# Sponge Filter



## cdoug (Jan 16, 2013)

Hi, i am planning a 15 gallon planted tank with just some easy, beginner plants and a few community fish. I was wondering if a sponge filter is sufficient? Just one large one? Or would an under water filter be better? Let me know what you think


----------



## Sploosh (Nov 19, 2012)

Hi, I did the same size tank a few months ago, started with one hagen dual sponge (air driven), I found it just wasn't enough once I added the fish/shrimp, ended up adding 2 small internal filters once there were actually some fish in there. 
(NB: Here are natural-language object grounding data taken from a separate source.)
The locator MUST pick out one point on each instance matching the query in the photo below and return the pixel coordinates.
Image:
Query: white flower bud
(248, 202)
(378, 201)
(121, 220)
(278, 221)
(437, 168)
Depending on your scape idea though, you could get away with a larger sponge filter like a bio-sponge filter. I have two large ones in my 20G guppy fry tank, found it's all I need in that tank (bare-bottom, floating low-light plants, fish always in/out every few weeks)
Maybe placing one in each corner, or two beside each other, with some plants hiding them, could work with your scape ideas?
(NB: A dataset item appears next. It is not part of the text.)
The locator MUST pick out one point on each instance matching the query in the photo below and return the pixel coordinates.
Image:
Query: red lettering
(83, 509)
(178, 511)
I had a hard time finding a small internal canister filter that wouldn't need cleaning once a week, I ended up modifying one for the new tank (air driven sponge filter hooked up to an internal filter powerhead) It's been 2 weeks now since last cleaning, will be cleaning it in a couple days. (in a 33G tank)


----------



## Shiyuu (Apr 9, 2011)

Probably a FOB filter would work, unless you gonna go co2 right away or near future....
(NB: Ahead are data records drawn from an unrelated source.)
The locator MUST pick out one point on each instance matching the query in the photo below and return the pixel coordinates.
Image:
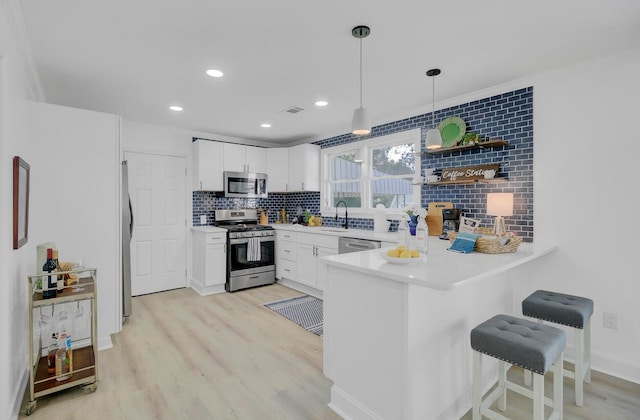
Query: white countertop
(208, 229)
(336, 231)
(439, 269)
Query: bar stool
(524, 343)
(574, 312)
Or you could go a little fancier, a mini hang on canister filter~ I forgot the name for that thing...


----------



## cdoug (Jan 16, 2013)

Decided to go with a Power head driven sponge filter so we'll see how it goes :bigsmile:


----------



## Sploosh (Nov 19, 2012)

Awesome 
Here's a pic of how mine turned out (will be adding 2 more sponges to it soon), also a pic of the other 2 "filters", bio-sponge on koralia nano circulation pumps. (I did this to get a large amount of water turnover, and some filtration)

"custom" filter -- koralia "filter"






------








Have fun with it


----------